RNA: A New Face in the Fight Against Neurodegeneration

Benjamin Kheyfets, Daniella Lorman, and Clem Doucette

Illustrations by: Phoebe Kinder

Right now, nearly 6.5 million Americans are suffering from some form of neurodegenerative disease, and estimates show that by 2030, as many as 12 million Americans may suffer from a NDD [3]. NDDs occur when the cells of the nervous system — including those of the brain, spinal cord, and nerves — function abnormally. Symptoms may be mild at first; short-term memory loss or coordination issues are common early indications of NDDs. However, as cells continue to deteriorate, symptoms such as loss of communication, seizures, and skin infections gradually increase in severity until they become fatal [4]. Unfortunately, no NDD is currently curable [5]. While some treatments do exist, such as medications and therapies, these interventions can only slow disease progression and manage symptoms. Given the ever-increasing urgency to find cures and treatments for NDDs, biotech and pharmaceutical companies have been heavily investing into research endeavors. A growing body of new research shows that genetic regulation, specifically via RNA, may play a huge role in the development of these diseases [6]. With this new and extensive research, RNA and its role in NDD development and progression has garnered a considerable spike in interest. This review will explore the role of RNA in neurodegenerative disease, with the goal of illuminating potential options for future treatments or cures.

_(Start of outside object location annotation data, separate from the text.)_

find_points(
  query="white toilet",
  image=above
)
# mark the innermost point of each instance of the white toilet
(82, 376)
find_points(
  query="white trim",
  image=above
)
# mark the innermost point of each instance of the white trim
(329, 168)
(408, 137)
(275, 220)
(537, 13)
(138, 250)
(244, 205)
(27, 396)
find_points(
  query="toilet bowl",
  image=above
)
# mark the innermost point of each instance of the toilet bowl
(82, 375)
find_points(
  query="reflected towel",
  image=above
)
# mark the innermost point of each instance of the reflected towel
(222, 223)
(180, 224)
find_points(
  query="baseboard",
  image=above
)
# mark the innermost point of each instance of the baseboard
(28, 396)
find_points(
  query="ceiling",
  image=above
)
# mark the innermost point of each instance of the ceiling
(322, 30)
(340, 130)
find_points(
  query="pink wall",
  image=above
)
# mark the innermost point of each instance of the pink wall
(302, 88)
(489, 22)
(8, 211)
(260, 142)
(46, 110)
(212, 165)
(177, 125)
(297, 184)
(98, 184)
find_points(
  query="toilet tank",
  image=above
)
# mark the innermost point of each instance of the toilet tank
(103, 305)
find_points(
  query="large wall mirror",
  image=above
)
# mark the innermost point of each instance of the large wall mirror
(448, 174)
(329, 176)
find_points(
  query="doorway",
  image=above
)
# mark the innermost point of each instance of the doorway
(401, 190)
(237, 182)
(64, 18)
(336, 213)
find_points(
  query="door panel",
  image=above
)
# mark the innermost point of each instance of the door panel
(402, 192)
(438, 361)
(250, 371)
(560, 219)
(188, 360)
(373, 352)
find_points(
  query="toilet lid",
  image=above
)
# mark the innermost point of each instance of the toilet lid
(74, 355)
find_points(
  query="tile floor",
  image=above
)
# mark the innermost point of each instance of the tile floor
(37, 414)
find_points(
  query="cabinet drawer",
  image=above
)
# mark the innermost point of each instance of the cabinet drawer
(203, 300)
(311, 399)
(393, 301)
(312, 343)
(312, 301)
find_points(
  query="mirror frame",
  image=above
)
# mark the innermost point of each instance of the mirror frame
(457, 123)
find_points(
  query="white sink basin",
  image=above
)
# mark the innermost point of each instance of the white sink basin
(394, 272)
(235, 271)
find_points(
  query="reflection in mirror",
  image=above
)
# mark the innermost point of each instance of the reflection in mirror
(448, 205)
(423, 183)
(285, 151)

RNA: More Than a Messenger     

In order to explore how RNA is involved in NDDs, it is essential to first understand RNA’s relationship to DNA. Imagine that you are in charge of developing a standardized cookbook for a nationwide fast food chain. Each restaurant receives the same cookbook, which has specific information about the ingredients needed to make each meal and exactly how to prepare it. Our DNA, found in the nuclei of most of our cells, is just like this cookbook. 

A DNA molecule consists of alternating sugars and phosphate groups; these components create DNA’s famous double helix structure. The “steps” of DNA’s ladder-like structure are made up of four different molecules called nucleotides: adenine, thymine, guanine, and cytosine, abbreviated with the letters A, T, G, and C [7]. A group of three letters (i.e. CCG, ATG, and ACT) is called a codon, which codes for an amino acid — the building blocks of proteins, and the ingredients in our recipes. Like recipes in a cookbook, these unique orderings of nucleotides provide the blueprints for creating different amino acids, and subsequently proteins. Just like cooking, where the ingredients you use determine the dish you end up with, the order of the amino acids in a protein determines the identity and function of that protein, and the order of the letters of DNA determine the genetic code of the individual. 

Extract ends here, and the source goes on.